Announced this week was the news, probably unsurprising, that Sir Stirling Moss was retiring from public life. The old boy is 88, not in the greatest of health and considering the era he drove in it was quite an achievement to reach 30.
Quite probably the greatest driver never to win the F1 crown but certainly forever to be remembered for the greatest motorsport performance ever. The legendary 1955 Mille Miglia. A young Stirling Moss and a beardy journalist Denis Jenkinson pummelled round a thousand miles of Italian back roads at an average of nearly 100mph. For anyone who has driven those roads (I have) it is scarcely to be believed.
The original article by “Jenks” can be read hereand I’d heartily recommend it.
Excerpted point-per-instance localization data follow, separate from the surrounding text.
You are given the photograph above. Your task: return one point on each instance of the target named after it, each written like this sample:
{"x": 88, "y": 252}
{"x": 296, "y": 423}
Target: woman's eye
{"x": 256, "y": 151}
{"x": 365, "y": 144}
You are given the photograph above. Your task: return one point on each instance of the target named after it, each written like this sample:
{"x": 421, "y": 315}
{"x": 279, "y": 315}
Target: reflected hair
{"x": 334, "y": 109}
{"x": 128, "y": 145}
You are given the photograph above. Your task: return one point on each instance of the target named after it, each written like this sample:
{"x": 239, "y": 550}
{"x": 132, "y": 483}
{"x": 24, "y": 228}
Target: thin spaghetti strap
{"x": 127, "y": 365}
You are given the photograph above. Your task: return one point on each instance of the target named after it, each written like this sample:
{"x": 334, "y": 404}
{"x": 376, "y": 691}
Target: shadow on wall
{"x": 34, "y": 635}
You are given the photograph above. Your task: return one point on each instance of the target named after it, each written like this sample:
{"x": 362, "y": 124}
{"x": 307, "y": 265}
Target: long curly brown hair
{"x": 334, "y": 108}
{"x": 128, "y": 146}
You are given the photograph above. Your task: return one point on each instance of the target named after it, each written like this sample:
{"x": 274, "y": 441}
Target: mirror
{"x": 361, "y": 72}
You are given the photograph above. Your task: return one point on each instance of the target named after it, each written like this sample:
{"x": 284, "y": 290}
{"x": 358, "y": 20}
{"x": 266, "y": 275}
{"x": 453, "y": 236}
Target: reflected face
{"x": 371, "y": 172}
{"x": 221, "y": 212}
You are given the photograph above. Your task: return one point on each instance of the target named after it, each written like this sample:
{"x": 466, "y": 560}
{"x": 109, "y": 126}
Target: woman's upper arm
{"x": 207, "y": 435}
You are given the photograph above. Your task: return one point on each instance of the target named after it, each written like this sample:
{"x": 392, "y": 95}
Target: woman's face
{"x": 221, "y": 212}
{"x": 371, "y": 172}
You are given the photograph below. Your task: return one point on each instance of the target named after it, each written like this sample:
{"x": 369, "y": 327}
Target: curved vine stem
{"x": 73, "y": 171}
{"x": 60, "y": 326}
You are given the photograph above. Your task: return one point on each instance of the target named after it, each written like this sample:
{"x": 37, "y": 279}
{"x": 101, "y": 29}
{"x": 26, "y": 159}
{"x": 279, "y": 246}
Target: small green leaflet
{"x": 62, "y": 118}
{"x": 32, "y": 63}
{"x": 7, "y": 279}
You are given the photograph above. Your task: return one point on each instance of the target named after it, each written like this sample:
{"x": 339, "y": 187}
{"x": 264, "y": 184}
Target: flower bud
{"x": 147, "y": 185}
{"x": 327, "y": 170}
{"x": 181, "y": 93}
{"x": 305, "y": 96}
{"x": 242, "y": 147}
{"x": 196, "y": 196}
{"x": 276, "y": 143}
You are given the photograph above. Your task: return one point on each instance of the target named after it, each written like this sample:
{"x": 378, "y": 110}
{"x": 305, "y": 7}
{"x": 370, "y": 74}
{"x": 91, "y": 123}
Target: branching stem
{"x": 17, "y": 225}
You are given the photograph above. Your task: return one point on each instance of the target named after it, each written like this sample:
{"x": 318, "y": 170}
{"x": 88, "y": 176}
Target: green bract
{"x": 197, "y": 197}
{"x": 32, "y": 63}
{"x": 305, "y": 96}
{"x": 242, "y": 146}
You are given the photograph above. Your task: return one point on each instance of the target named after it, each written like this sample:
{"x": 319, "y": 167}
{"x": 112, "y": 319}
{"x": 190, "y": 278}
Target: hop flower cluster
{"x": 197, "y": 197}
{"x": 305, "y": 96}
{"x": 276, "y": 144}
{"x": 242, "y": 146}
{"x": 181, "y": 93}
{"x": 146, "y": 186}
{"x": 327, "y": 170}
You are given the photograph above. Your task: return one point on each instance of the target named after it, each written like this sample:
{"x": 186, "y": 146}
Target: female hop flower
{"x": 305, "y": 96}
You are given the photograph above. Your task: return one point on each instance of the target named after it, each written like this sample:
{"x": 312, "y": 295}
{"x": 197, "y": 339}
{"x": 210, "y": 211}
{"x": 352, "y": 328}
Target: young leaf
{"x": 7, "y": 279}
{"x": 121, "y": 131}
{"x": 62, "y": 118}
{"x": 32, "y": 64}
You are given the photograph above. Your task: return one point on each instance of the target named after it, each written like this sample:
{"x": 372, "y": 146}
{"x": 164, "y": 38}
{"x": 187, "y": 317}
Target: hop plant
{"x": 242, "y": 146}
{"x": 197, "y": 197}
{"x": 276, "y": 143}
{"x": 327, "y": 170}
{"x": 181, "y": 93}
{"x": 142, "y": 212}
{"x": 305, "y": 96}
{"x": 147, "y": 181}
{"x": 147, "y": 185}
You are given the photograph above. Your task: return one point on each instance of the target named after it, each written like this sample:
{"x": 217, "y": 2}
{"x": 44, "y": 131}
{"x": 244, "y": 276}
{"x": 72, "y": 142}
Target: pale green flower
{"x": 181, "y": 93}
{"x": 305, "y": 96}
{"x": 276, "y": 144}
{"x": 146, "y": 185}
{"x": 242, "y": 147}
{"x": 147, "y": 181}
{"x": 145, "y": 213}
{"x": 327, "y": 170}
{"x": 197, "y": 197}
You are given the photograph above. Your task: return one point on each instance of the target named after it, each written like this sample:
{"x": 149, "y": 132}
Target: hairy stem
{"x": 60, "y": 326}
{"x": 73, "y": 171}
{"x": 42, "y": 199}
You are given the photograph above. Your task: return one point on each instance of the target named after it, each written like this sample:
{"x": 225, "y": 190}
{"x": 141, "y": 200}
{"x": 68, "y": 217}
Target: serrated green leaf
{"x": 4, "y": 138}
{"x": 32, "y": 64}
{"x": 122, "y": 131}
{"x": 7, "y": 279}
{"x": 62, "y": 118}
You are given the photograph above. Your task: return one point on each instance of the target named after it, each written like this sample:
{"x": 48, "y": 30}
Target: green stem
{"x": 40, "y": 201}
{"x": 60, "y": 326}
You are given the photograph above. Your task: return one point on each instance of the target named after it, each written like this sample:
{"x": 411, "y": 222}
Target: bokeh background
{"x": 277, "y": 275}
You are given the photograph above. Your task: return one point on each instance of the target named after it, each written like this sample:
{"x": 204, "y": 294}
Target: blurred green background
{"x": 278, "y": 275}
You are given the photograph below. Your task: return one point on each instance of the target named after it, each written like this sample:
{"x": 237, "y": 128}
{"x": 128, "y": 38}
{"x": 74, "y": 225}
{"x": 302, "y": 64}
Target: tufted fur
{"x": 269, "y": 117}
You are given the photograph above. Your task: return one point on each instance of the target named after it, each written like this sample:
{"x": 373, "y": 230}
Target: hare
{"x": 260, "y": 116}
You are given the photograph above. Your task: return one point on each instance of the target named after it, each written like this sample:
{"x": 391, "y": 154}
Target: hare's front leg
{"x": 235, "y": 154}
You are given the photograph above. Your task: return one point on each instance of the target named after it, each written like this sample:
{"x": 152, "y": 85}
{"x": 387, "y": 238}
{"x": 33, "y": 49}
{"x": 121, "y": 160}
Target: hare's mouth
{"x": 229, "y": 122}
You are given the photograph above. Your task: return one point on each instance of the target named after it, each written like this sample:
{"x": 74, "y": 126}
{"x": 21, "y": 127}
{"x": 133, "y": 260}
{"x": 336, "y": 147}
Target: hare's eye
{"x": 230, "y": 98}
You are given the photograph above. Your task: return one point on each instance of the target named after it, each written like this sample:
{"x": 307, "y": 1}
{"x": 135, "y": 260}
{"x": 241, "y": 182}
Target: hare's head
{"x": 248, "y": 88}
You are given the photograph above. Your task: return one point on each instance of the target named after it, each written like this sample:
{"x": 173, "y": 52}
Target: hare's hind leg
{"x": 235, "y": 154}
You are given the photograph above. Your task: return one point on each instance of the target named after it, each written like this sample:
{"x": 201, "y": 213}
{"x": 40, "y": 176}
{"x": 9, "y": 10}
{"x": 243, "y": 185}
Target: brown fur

A little excerpt of classic understatement.
They were probably doing in excess of 170mph at the time.
And of course the car itself remains probably the most iconic and sought after item in motorsport history. The 300SLR no. 722 now safely tucked away in the Mercedes Stuttgart museum. (apart from occasional run-outs with a rather special pilot) They would never sell but can there be any doubt that it would be the most expensive car ever were it to come to auction? I can’t think of anything else with such worldwide appeal and lord alone knows how much it would fetch.
Anyhow, just thought he deserves a last flash of the spotlight before it goes out forever, there aren’t too many of his kind left.
Its a sad commentary that these days when you see “retiring from public life”, you presume “sexual misconduct allegations”.
I remember an older gentleman one year at Goodwood, who told me that there were only three pure racers he had seen in his life; Senna, Andretti and Moss. Wish I had been alive to see the last two in their prime.
I was big into auto racing when I was a kid, in the 1970s, and Mario Andretti was one of my favorite drivers. He’s still the last American driver to win the Formula One championship (1978), and what impressed me even back then (and even moreso now) was his versatility: he also won the Daytona 500, the Indianapolis 500, four IndyCar championships, two IROC championships, and the 24 Hours of Daytona.
I confess, while I knew the name, and that he’s considered one of the all-time greats in auto racing, I never really knew a lot about him (since he retired three years before I was born). Reading about his career now. Wow.